Re: [PATCH 2/7] t: introduce tests for unexpected object types
- Date: Sun, 07 Apr 2019 23:00:19 +0200
- From: Ævar Arnfjörð Bjarmason <avarab@xxxxxxxxx>
- Subject: Re: [PATCH 2/7] t: introduce tests for unexpected object types
On Fri, Apr 05 2019, Jeff King wrote:
> On Fri, Apr 05, 2019 at 08:42:29PM +0200, SZEDER Gábor wrote:
>> > > Don't run git commands upstream of a pipe, because the pipe hides
>> > > their exit code. This applies to several other tests below as well.
>> > I disagree with that rule here.

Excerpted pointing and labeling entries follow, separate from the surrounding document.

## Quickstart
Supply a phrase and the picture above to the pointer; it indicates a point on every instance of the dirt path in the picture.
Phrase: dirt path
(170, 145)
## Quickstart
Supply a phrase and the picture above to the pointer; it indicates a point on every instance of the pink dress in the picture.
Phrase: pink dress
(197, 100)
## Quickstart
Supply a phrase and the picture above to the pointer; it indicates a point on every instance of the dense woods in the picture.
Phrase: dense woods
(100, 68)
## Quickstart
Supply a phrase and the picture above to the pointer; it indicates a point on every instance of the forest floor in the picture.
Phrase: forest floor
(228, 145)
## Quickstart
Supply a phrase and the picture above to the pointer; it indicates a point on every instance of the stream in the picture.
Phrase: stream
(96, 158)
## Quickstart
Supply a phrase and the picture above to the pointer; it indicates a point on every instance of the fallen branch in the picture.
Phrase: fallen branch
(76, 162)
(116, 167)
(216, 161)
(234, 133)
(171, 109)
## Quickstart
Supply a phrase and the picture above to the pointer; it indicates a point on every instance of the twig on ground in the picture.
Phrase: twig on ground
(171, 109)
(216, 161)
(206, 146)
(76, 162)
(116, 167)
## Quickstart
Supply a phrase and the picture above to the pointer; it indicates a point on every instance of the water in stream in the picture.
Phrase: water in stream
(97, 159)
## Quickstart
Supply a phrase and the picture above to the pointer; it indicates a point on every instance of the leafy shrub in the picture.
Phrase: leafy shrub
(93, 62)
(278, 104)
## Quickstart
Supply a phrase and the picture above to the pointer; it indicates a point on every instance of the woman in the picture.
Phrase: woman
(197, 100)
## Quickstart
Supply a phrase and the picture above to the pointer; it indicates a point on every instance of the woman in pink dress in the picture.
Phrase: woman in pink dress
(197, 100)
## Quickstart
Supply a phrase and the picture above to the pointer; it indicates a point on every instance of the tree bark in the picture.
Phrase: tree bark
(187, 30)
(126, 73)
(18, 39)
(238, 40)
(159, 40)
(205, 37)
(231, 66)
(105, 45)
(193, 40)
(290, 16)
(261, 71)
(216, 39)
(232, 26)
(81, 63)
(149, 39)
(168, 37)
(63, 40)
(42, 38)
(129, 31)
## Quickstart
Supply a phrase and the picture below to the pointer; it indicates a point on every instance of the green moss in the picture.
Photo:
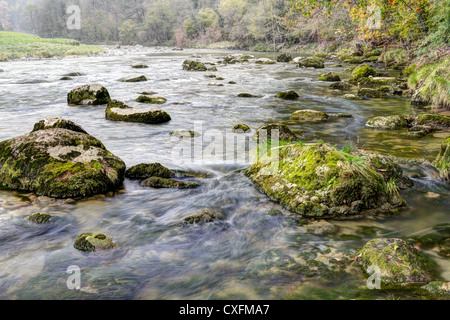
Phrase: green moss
(88, 242)
(400, 263)
(330, 76)
(157, 183)
(287, 95)
(144, 171)
(194, 66)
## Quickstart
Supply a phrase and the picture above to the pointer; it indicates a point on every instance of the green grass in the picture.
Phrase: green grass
(15, 45)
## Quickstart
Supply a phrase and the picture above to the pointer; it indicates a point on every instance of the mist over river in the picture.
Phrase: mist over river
(249, 253)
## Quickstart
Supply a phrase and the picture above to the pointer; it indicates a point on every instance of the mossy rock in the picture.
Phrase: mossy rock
(330, 76)
(388, 122)
(88, 242)
(151, 100)
(363, 71)
(139, 66)
(246, 95)
(58, 162)
(202, 217)
(442, 161)
(134, 79)
(264, 61)
(89, 94)
(341, 85)
(190, 65)
(310, 115)
(265, 132)
(433, 120)
(158, 183)
(284, 57)
(314, 62)
(352, 97)
(287, 95)
(118, 111)
(40, 218)
(241, 128)
(184, 133)
(144, 171)
(401, 265)
(317, 180)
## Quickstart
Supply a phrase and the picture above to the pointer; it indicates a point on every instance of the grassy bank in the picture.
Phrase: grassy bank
(15, 45)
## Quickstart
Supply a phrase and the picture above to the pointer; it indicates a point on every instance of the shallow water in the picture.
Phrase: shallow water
(230, 258)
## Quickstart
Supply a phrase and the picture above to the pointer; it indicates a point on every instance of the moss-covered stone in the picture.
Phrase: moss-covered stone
(134, 79)
(363, 71)
(433, 120)
(89, 94)
(401, 265)
(201, 217)
(317, 180)
(388, 122)
(152, 100)
(144, 171)
(118, 111)
(264, 61)
(284, 57)
(59, 162)
(190, 65)
(88, 242)
(287, 95)
(241, 128)
(330, 76)
(40, 218)
(158, 183)
(266, 131)
(442, 161)
(313, 62)
(309, 115)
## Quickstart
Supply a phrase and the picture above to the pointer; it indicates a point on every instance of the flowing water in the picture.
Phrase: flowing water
(232, 257)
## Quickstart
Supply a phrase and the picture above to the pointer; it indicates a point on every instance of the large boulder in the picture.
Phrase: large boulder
(398, 262)
(88, 94)
(119, 111)
(442, 161)
(60, 161)
(317, 180)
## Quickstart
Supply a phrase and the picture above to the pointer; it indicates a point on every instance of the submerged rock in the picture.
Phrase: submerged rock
(309, 115)
(399, 263)
(40, 218)
(388, 122)
(190, 65)
(134, 79)
(264, 61)
(152, 100)
(157, 183)
(265, 132)
(287, 95)
(330, 76)
(317, 180)
(284, 57)
(442, 161)
(144, 171)
(241, 128)
(119, 111)
(88, 242)
(314, 62)
(89, 94)
(59, 161)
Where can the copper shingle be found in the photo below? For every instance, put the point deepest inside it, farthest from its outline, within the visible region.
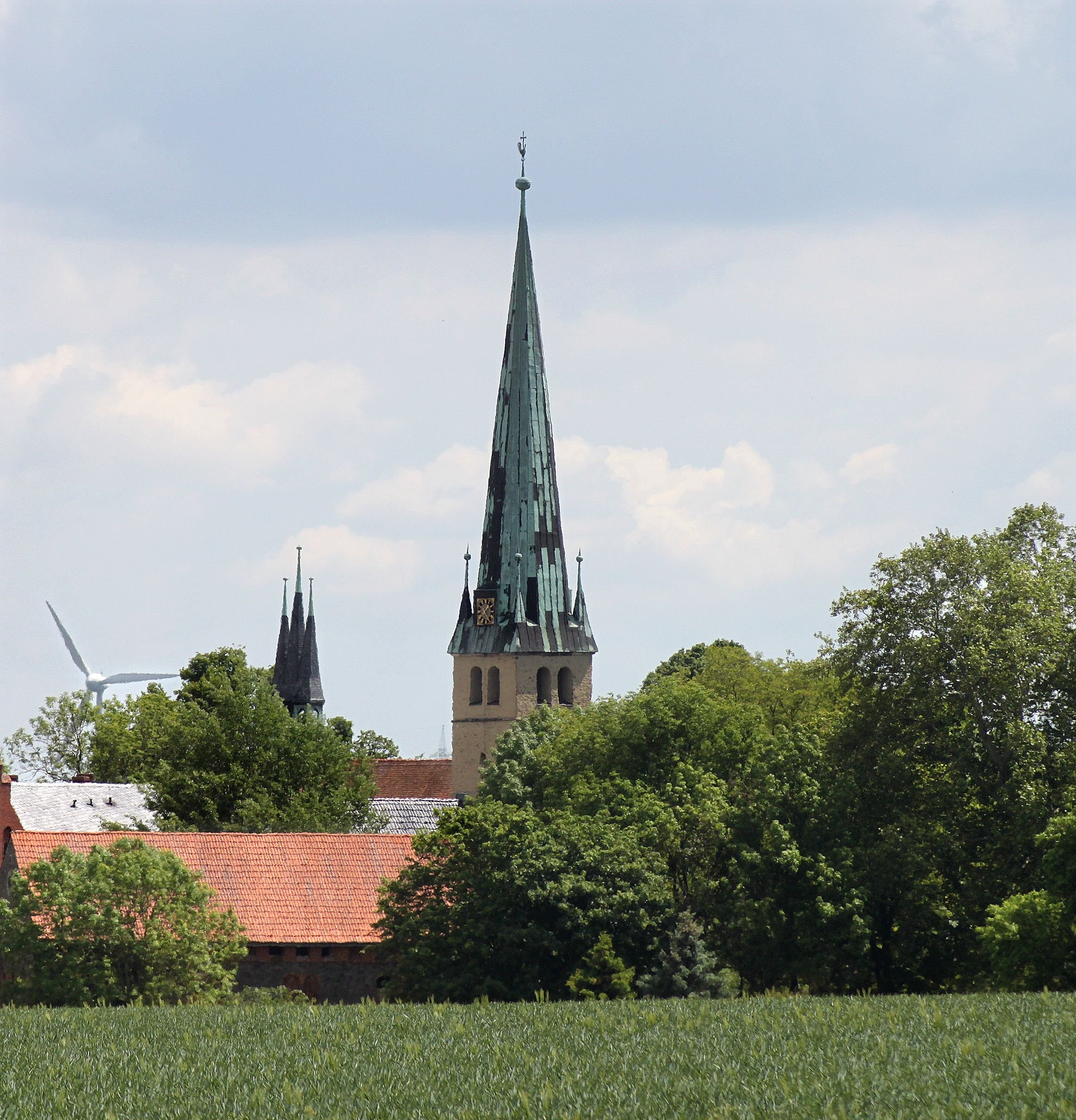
(285, 888)
(413, 777)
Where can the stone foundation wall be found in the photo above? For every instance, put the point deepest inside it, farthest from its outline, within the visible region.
(344, 977)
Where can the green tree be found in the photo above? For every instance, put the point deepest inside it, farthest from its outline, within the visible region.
(225, 755)
(601, 975)
(120, 924)
(233, 758)
(502, 901)
(785, 690)
(957, 741)
(371, 745)
(744, 821)
(687, 968)
(343, 727)
(58, 743)
(128, 735)
(1031, 938)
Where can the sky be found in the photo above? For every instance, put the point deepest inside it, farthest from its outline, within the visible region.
(805, 269)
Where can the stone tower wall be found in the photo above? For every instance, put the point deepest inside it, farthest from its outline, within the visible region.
(476, 726)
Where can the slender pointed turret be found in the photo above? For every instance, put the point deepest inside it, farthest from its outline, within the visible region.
(522, 642)
(308, 685)
(280, 667)
(465, 611)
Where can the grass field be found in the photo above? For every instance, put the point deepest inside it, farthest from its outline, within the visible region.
(980, 1057)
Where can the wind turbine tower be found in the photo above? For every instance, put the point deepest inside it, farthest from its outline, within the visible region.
(98, 682)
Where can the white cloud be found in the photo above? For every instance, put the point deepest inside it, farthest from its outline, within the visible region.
(347, 563)
(166, 409)
(873, 465)
(1055, 482)
(450, 485)
(716, 518)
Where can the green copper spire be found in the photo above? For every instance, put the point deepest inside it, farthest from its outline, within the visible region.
(532, 608)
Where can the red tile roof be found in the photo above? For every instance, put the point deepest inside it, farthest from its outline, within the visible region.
(413, 777)
(285, 888)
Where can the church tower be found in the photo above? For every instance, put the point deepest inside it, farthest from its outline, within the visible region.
(296, 674)
(522, 640)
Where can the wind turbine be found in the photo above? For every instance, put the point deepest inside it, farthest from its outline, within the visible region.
(98, 682)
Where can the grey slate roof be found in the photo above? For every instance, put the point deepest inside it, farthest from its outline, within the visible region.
(408, 816)
(533, 610)
(78, 807)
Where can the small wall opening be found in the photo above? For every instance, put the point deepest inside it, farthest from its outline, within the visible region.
(545, 686)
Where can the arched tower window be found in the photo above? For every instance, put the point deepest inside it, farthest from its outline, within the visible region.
(545, 686)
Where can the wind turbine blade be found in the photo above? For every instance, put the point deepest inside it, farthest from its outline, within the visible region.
(131, 678)
(75, 656)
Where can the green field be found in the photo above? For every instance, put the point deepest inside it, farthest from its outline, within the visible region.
(950, 1057)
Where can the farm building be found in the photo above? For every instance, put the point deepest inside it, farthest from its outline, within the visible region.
(411, 792)
(307, 901)
(82, 806)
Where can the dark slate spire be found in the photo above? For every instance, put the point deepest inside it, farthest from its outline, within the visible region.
(525, 606)
(280, 667)
(297, 675)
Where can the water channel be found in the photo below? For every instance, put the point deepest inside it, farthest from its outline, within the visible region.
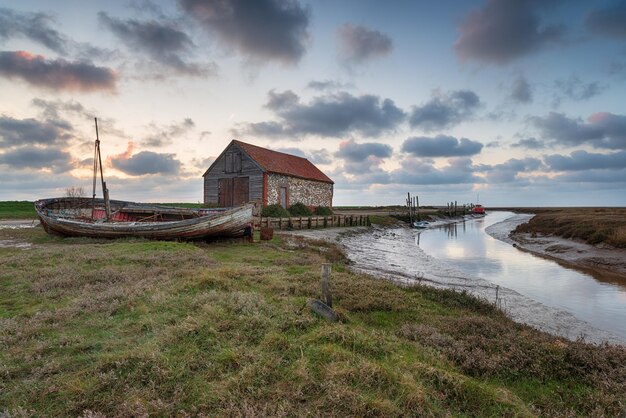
(468, 248)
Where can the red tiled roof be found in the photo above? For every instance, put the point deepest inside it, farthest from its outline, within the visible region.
(281, 163)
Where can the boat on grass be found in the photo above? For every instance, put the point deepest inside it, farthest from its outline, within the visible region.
(105, 218)
(87, 217)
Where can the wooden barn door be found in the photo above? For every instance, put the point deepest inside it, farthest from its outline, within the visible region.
(233, 191)
(225, 192)
(241, 190)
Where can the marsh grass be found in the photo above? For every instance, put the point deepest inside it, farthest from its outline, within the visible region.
(17, 210)
(132, 327)
(592, 225)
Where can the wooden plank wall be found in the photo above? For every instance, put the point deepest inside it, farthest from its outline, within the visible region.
(310, 222)
(248, 169)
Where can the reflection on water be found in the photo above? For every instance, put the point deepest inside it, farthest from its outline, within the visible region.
(469, 248)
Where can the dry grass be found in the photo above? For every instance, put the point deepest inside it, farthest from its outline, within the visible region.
(123, 328)
(592, 225)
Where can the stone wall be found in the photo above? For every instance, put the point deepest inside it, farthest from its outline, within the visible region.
(311, 193)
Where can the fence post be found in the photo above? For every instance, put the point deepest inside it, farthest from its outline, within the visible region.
(327, 298)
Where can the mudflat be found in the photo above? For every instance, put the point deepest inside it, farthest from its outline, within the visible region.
(589, 239)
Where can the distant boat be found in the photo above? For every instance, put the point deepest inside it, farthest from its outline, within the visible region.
(478, 210)
(420, 224)
(86, 217)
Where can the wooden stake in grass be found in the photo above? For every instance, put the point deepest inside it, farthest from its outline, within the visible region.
(327, 298)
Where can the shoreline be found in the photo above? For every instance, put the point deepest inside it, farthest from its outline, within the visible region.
(605, 264)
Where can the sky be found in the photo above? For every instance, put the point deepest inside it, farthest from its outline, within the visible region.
(500, 102)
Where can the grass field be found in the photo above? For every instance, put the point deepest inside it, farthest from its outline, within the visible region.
(17, 210)
(592, 225)
(133, 327)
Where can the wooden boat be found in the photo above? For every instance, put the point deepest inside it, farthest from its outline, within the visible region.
(87, 217)
(478, 210)
(105, 218)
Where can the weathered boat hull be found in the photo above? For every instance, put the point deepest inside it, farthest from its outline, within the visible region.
(74, 217)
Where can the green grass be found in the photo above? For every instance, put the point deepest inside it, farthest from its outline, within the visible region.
(592, 225)
(133, 327)
(17, 210)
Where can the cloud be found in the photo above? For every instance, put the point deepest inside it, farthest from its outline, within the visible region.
(353, 152)
(504, 30)
(444, 110)
(441, 146)
(332, 115)
(163, 42)
(56, 74)
(37, 158)
(609, 22)
(509, 171)
(54, 109)
(145, 162)
(575, 89)
(33, 26)
(417, 171)
(358, 44)
(583, 160)
(258, 29)
(165, 135)
(601, 130)
(600, 179)
(328, 85)
(15, 132)
(529, 143)
(521, 91)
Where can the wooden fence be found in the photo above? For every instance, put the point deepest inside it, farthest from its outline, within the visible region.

We're not testing "cat-file" in any
>> > meaningful way, but just getting some stock output from a known-good
>> > commit.
>> It makes auditing harder and sets bad example.
> I disagree that it's a bad example. Just because a reader might not
> realize that it is sometimes OK and sometimes not, does not make it bad
> to do so in the OK case. It means the reader needs to understand the
> rule in order to correctly apply it.
FWIW I thought the rule was something to the effect of "we're hacking on
git, any change might segfault in some unexpected test, let's make sure
that fails right away", hence the blanket rule in t/README against "!
git <cmd>" in favor of "test_must_fail git <cmd>", and "don't feed the
output of a git command to a pipe" documented right after that.
> I am sympathetic to the auditing issue, though.
> I dunno. In this case it is not too bad to do:
> git cat-file commit $commit >good-commit &&
> perl ... <good-commit >broken-commit
> but I am not sure I am on board with a blanket rule of "git must never
> be on the left-hand side of a pipe".
>> > > Wouldn't a 'sed' one-liner suffice, so we won't have yet another perl
>> > > dependency?
>> > Heh, this was actually the subject of much discussion before the patches
>> > hit the list. If you can write such a one-liner that is both readable
>> > and portable, please share it. I got disgusted with sed and suggested
>> > this perl.
>> Hm, so the trivial s/// with '\n' in the replacement part is not
>> portable, then? Oh, well.
> I don't think it is, but I could be wrong. POSIX does say that "\n"
> matches a newline in the pattern space, but nothing about it on the RHS
> of a substitution. I have a vague feeling of running into problems in
> the past, but I could just be misremembering.
> We also tried matching /^tree/ and using "a\" to append a line, but it
> was both hard to read and hit portability issues with bsd sed.